STAT151A Homework 2 (with solutions)
This homework is due on Gradescope on Monday September 30th at 9pm.
1 Ordinary least squares in matrix form
Consider simple least squares regression \(y_n = \beta_1 + \beta_2 x_n + \varepsilon_n\), where \(x_n\) is a scalar. Assume that we have \(N\) datapoints. We showed directly that the least–squares solution is given by
\[ \begin{aligned} \hat{\beta}_1 ={}& \overline{y} - \hat{\beta}_2 \overline{x} &and\quad\quad \hat{\beta}_2 ={}& \frac{\overline{xy} - \overline{x} \, \overline{y}} {\overline{xx} - \overline{x}^2}. \end{aligned} \]
Let us re–derive this using matrix notation.
(a)
Write simple linear regression in the form \(\boldsymbol{Y}= \boldsymbol{X}\boldsymbol{\beta}+ \boldsymbol{\varepsilon}\). Be precise about what goes into each entry of \(\boldsymbol{Y}\), \(\boldsymbol{X}\), \(\boldsymbol{\beta}\), and \(\boldsymbol{\varepsilon}\). What are the dimensions of each?
(b)
We proved that the optimal \(\hat{\boldsymbol{\beta}}\) satisfies \(\boldsymbol{X}^\intercal\boldsymbol{X}\hat{\boldsymbol{\beta}}= \boldsymbol{X}^\intercal\boldsymbol{Y}\). Define the “barred quantities” \[ \begin{aligned} \overline{y} ={}& \frac{1}{N} \sum_{n=1}^Ny_n \\ \overline{x} ={}& \frac{1}{N} \sum_{n=1}^Nx_n \\ \overline{xy} ={}& \frac{1}{N} \sum_{n=1}^Nx_n y_n \\ \overline{xx} ={}& \frac{1}{N} \sum_{n=1}^Nx_n ^2, \end{aligned} \]
In terms of the barred quantities and the number of datpoints \(N\), write expressions for \(\boldsymbol{X}^\intercal\boldsymbol{X}\) and \(\boldsymbol{X}^\intercal\boldsymbol{Y}\).
(c)
When is \(\boldsymbol{X}^\intercal\boldsymbol{X}\) invertible? Write a formal expression in terms of the barred quantities. Interpret this condition intuitively in terms of the distribution of the regressors \(x_n\).
(d)
Using the formula for the inverse of a \(2\times 2\) matrix, find an expression for \(\hat{\boldsymbol{\beta}}\), and confirm that we get the same answer that we got by solving directly.
(e)
In the case where \(\boldsymbol{X}^\intercal\boldsymbol{X}\) is not invertible, find three distinct values of \(\boldsymbol{\beta}\) that all achieve the same sum of squared residuals \(\boldsymbol{\varepsilon}^\intercal\boldsymbol{\varepsilon}\).
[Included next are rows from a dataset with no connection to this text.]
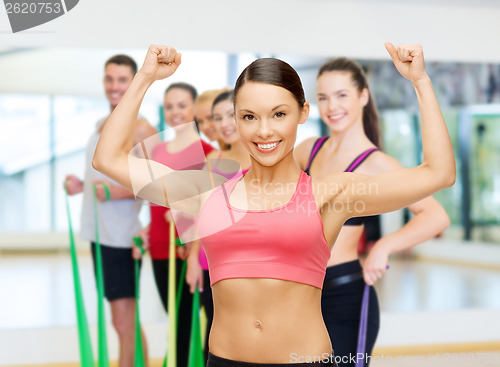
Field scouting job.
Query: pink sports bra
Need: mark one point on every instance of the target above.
(285, 243)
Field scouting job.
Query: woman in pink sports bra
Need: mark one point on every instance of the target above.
(178, 109)
(346, 107)
(266, 246)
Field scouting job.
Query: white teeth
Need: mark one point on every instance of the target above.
(267, 146)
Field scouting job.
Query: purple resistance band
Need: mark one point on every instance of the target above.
(363, 325)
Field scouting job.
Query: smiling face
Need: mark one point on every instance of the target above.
(205, 121)
(117, 79)
(268, 117)
(178, 107)
(224, 121)
(339, 101)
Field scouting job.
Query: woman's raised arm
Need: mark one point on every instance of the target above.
(397, 189)
(112, 153)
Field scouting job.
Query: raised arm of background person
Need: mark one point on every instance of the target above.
(117, 138)
(429, 220)
(397, 189)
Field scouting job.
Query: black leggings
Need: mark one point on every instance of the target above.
(208, 303)
(215, 361)
(160, 269)
(341, 307)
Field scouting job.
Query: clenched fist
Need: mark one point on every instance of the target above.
(409, 60)
(160, 62)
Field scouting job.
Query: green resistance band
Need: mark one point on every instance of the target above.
(86, 353)
(178, 297)
(195, 358)
(139, 348)
(101, 317)
(171, 306)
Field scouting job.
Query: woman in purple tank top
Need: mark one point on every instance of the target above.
(346, 107)
(264, 318)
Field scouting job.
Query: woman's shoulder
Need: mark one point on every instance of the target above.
(378, 162)
(303, 151)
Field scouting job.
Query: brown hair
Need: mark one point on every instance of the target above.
(371, 123)
(275, 72)
(184, 86)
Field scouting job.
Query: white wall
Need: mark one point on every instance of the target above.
(65, 56)
(450, 30)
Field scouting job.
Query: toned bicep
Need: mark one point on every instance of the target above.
(386, 192)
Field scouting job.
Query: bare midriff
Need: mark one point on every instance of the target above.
(267, 321)
(345, 247)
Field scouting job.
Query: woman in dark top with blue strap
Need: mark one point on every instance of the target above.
(346, 107)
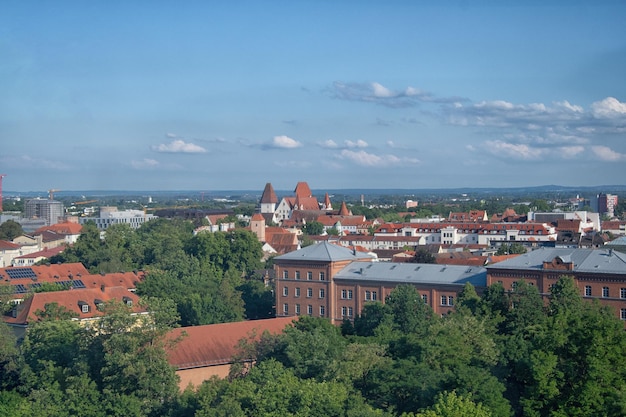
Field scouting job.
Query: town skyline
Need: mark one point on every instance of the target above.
(345, 96)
2 Probability and matrices
For this problem, assume that \(y_n = \beta_0 + x_n \beta_1 + \varepsilon_n\) for scalar \(x_n\) and some fixed \(\beta_0\) and \(\beta_1\). Assume that
- The residuals \(\varepsilon_n\) are IID with \(\mathbb{E}\left[\varepsilon_n\right] = 0\) and \(\mathrm{Var}\left(\varepsilon_n\right) = \sigma^2\).
- The regressors \(x_n\) are IID with \(\mathbb{E}\left[x_n\right] = \mu\) and \(\mathrm{Var}\left(x_n\right) = \nu^2\).
- The residuals are independent of the regressors.
(a)
Evaluate the following expressions. (You may need to remind yourself of the definition of conditional expectation and variance.)
- \(\mathbb{E}\left[y_n\right]\)
- \(\mathrm{Var}\left(y_n\right)\)
- \(\mathbb{E}\left[y_n \vert x_n\right]\)
- \(\mathrm{Var}\left(y_n \vert x_n\right)\)
(b)
Compute the following limits using the LLN, or say that the limit does not exist or is infinite.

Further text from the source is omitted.